Generating Police Sketches Using a Generative Machine Learning Algorithm

Booth Id:
ROBO013

Category:
Robotics and Intelligent Machines

Year:
2021

Finalist Names:
Seo, Jangwon (School: SOS-Hermann Gmeiner International College)

Abstract:
Sketch artists often produce an unreliable sketch of criminals, causing hundreds of innocent citizens to be imprisoned in the lack of evidence. In this project, I suggest a new approach to facial composite production by introducing the concept of the generative model. I test if involving this concept can generate composites that closely resemble the target face. For implementation, pre-trained GAN (Generative Adversarial Network) generates high-resolution images of human faces. First, GAN produces a randomized series of images. The program accepts ratings from users in terms of its resemblance to the target image, which is passed to a mathematical algorithm that calculates a vector quantity.

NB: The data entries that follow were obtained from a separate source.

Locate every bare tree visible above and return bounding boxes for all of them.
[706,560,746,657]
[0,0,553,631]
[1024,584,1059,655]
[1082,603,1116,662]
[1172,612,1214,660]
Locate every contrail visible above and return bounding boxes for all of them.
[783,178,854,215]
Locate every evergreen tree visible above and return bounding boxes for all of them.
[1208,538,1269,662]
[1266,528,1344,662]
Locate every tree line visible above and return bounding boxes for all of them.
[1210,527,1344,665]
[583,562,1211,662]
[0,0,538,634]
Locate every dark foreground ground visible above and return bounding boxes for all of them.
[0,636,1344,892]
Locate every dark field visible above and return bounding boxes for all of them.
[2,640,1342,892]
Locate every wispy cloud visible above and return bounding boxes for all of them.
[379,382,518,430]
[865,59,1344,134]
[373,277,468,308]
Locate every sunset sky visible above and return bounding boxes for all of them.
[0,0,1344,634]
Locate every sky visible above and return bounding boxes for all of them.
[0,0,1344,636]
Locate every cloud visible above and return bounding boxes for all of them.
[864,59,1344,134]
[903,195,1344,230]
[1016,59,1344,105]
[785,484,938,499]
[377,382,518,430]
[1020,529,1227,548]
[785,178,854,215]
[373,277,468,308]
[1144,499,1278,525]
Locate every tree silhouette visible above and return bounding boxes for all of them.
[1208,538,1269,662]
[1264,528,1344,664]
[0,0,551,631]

Produced vector is applied to the GAN model to ensure that the program produces images similar to the pre-produced images with higher ratings. As a result of testing the program with queries, general consistency in image generation was recorded. However, bias in race, gender, and age orientation depending on the dataset used was observed. For instance, Celeb-AHQ successfully produced images of light skinned and dark skinned faces, while failing to produce images of Asian faces. This study shows that involving a generative model can be effective in generating images for criminal investigation. With a careful selection of dataset, depending on the country of usage, and detailed engineering of the program, using a generative model in police sketch production can outperform the existing system and eliminate the issues of innocent citizens falsely accused due to an unreliable sketch.